As was the case with the "Nightmare on Elm Street" and other cinema of the era, we were made to understand that if you die in your dream, you die in real life, too. Utter hooey, of course, and we all knew it back then, but it's one of those conceits you swallow in the course of a life of mainstream movie-going.
Dennis Quaid was the star, but the person most people remember from the movie is David Patrick Kelly, who steals the entire second half as "dream assassin" Tommy Ray Glatman. (As he also did in the latter portion of "The Warriors," plus other films.)

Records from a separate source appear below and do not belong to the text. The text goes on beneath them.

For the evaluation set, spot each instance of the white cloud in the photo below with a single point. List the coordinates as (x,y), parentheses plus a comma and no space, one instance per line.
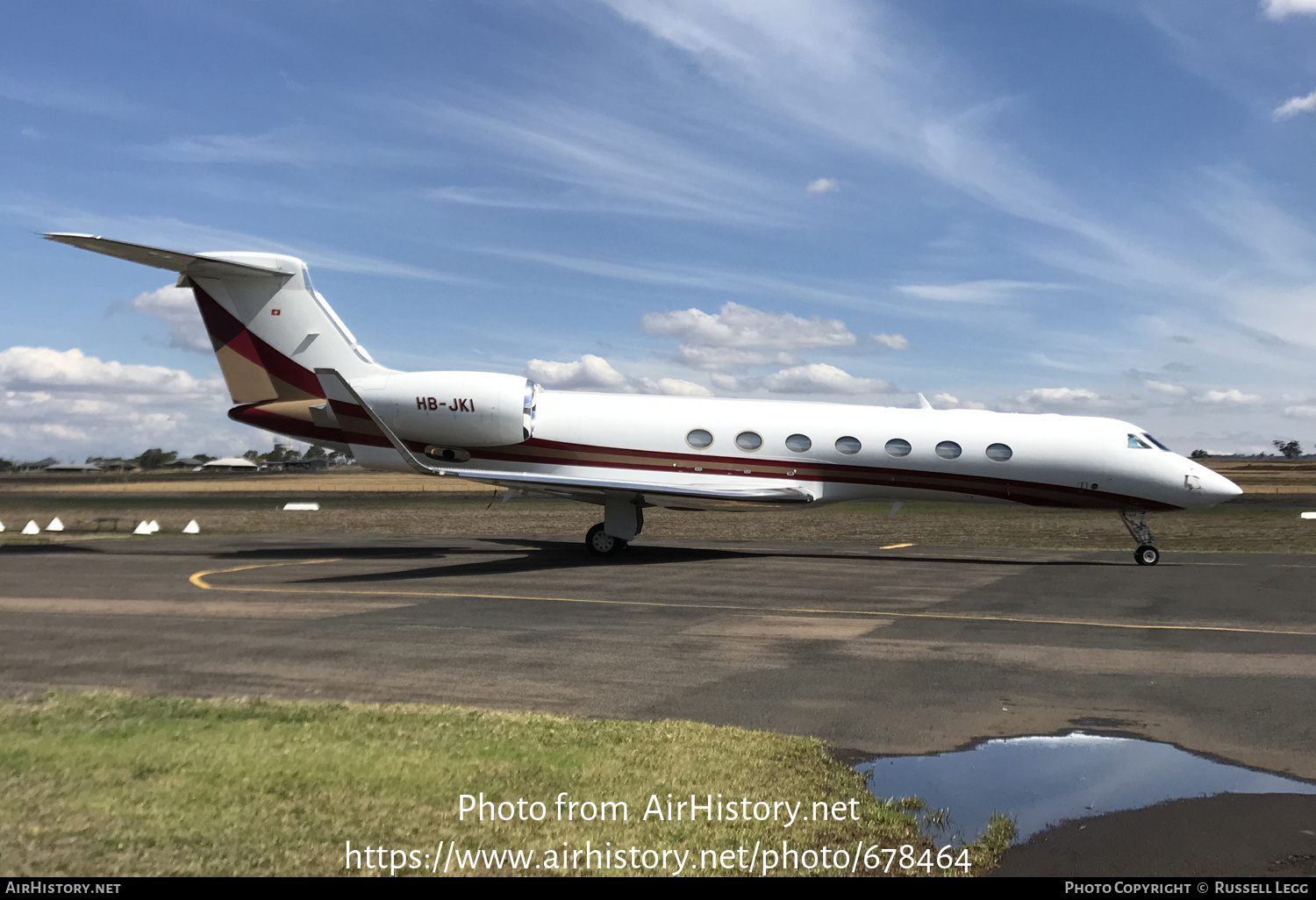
(1166,389)
(952,400)
(745,326)
(891,341)
(1231,396)
(29,368)
(983,291)
(1076,400)
(70,405)
(820,378)
(673,387)
(1284,8)
(176,308)
(726,358)
(1295,105)
(590,373)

So intense in his portrayal of the psychopathic psychic, Kelly seems to be practically shivering out of his skin -- something he actually does later, turning into a snake-man for dream combat against his arch-foe, Alex Gardner (Quaid). He also conjures up fingernail blades to tear out the beating heart of a man, a scene that surely would not have passed muster under the banner of a PG film.
Directed by Joseph Ruben, who co-wrote the screenplay with David Loughery and Chuck Russell, "Dreamscape" was reputedly based on a short novel by Roger Zelazny, who sold a story outline to 20th Century Fox but did not receive a screen credit.
The tale is brimming with all sorts of Cold War anxiety about nuclear annihilation, coupled with paranoia that the government is invading our lives and shredding our freedoms. Generally I'm not one to go in much for political interpretations of movies, but the Reaganesque subtext is pretty hard to ignore here.
Eddie Albert plays the President, who is having bad dreams about nuclear war, including being attacked by radiation mutants, and resolves to pursue disarmament talks with the Soviet Union. Bob Blair (Christopher Plummer), an old friend of his who runs a shadowy covert arm of the government -- "They're the guys the CIA is afraid of" -- opposes this, claiming the POTUS wants to "emasculate our nuclear deterrent."
He resolves to nip the problem in the bud by having Tommy Ray enter his mind as part of a secretive "dreamlink" research project housed at a fictitious college. Max von Sydow plays Dr. Novotny, head of the project and an old friend to Alex, whom he recruits to join the mission. Kate Capshaw is Jane, a fellow researcher who takes great pains to keep her relationship with Alex on a professional level.
Quaid, at the height of his brief initial stardom, is a smirky, charismatic presence, playing a guy with the soul of a con artist but who dresses like a preppy (Easter egg-colored cardigan vests aplenty).
George Wendt (Norm!) shows up briefly as Charlie Prince, a best-selling horror author whose vocation somehow gives him insight into the most secretive workings of the U.S. government. He's the one who clues in Alex that Blair is planning to use Tommy Ray to assassinate the president. How the hell does he know this? Unless he's a psychic, too?
The film's lowish-budget roots shine through during the dream sequences, which involve a lot of bad blue screen effects and herky claymation for the snake man sequences. The conception of Alex and Tommy Ray's psychic abilities is rather spotty, granting them the ability to predict the future -- Alex picks winning horses at the track -- but not much insight into other people's non-dreaming state of mind.
I don't think I had seen "Dreamscape" since its initial theater run 30 years ago (gulp!), but I was surprised at how well the movie remained fixed in my mind. I was struck by how much imagery of trains there is in the movie: Alex and Tommy Ray fight aboard a train, and then chase each other through a bombed-out underground station -- all of it bathed in a harsh red filter.
Alex also enters Jane's mind while she is dreaming and seduces her on board a train -- something they act out in real life in the movie's closing shot. Though it's a little creepy when you consider the act in its full context; it's basically psychic rape.
"Dreamscape" holds up well because it boasts a lot of imagination for what is essentially a summer action flick. And it's got a great villain who used the new MPAA rating to get exponentially more dastardly in his deeds.